Senior Staff DevOps Engineer - Cloud Analytics & FinOps Engineering Platform
- Pleasanton, CA
- Permanent
- Full-time
- Design and implement secure, scalable Kubernetes clusters across AWS EKS, GCP GKE, and Azure AKS supporting complex data platform workloads.
- Architect hybrid cloud infrastructure with unified management and governance, building infrastructure-as-code solutions using Terraform, AWS CDK, and CloudFormation for repeatable deployments.
- Establish multi-cloud networking including VPC design, cross-cloud connectivity, Transit Gateway configurations, and secure service mesh implementations while navigating ServiceNow enterprise standards and approval processes.

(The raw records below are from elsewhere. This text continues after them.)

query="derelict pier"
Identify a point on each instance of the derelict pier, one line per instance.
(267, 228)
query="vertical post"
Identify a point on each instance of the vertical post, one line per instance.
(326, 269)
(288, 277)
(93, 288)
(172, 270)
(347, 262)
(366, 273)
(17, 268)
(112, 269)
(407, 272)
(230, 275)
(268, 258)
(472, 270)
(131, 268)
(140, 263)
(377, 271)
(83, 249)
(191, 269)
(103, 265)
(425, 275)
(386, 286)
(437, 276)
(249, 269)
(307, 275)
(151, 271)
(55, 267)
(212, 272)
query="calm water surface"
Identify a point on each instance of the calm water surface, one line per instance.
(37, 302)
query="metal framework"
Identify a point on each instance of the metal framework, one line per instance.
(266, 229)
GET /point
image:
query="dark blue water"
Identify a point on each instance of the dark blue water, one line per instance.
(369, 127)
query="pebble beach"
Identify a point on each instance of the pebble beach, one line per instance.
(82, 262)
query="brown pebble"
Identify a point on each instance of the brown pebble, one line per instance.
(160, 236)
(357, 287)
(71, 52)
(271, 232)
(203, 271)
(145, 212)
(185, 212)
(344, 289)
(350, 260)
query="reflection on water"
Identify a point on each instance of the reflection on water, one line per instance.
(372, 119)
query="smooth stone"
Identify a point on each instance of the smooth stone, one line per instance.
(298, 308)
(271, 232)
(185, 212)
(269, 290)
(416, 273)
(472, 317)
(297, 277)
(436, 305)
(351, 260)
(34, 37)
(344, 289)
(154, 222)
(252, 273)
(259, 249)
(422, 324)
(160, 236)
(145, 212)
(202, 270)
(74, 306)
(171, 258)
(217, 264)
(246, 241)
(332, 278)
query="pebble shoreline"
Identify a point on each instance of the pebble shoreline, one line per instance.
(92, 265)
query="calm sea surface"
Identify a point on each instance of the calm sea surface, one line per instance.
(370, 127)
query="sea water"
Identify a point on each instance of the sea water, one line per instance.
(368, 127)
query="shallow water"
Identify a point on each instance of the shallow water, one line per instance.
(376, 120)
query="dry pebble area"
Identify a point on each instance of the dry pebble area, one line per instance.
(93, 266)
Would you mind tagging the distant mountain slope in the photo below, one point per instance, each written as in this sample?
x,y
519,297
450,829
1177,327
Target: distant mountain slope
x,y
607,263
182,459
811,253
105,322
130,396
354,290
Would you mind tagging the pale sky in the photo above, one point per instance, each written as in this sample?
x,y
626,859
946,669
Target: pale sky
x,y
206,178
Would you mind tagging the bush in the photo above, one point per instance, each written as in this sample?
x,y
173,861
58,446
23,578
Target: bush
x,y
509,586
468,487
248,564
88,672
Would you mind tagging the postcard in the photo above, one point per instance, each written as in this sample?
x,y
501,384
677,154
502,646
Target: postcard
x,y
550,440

- Implement comprehensive security frameworks across multi-cloud data platform stack adhering to enterprise security standards.
- Design identity and access management across cloud providers following principle of least privilege, orchestrate secrets management using cloud-native solutions, and establish security scanning for container images and infrastructure.
- Ensure compliance with SOC2, FedRAMP, and regulatory requirements while working with security teams to implement platform controls and data governance.
- Design sophisticated CI/CD pipelines using Jenkins, GitHub Actions, TeamCity, and Argo CD for GitOps workflows.
- Manage artifact repositories with automated image scanning and promotion, create Helm charts for complex data platform services (Trino, Airflow, Lightdash, Grafana), and establish automated testing pipelines for infrastructure changes with drift detection and remediation.
- Architect comprehensive monitoring using Grafana, Prometheus, and CloudWatch with advanced alerting and incident response frameworks.
- Design SLIs/SLOs/SLAs for data platform services with error budget management, establish SRE practices including toil reduction and capacity planning, and create operational dashboards for platform health and performance metrics.
- Implement automated remediation workflows and capacity forecasting with predictive analytics.
- Design secure data ingestion pipelines from disparate systems across multi-cloud and on-premises environments.
- Implement data source connectors for billing systems, ServiceNow internal systems, SaaS platforms, and ML platforms.
- Manage hybrid cloud connectivity and orchestrate complex data workflows using Apache Airflow with high availability across multiple cloud environments.
- Implement automated scaling and resource management across cloud providers.
- Establish Cloud Development Environment (CDE) platform using Coder to provision on-demand development workspaces via Terraform templates for global distributed teams, with enterprise compliance and cost optimization.
- Work within ServiceNow enterprise processes for technology approvals and infrastructure changes.
- Mentor junior engineers across global time zones on SRE best practices, establish operational runbooks for 24/7 platform support with automated incident response, and implement SRE organizational practices including error budget policies and reliability reviews.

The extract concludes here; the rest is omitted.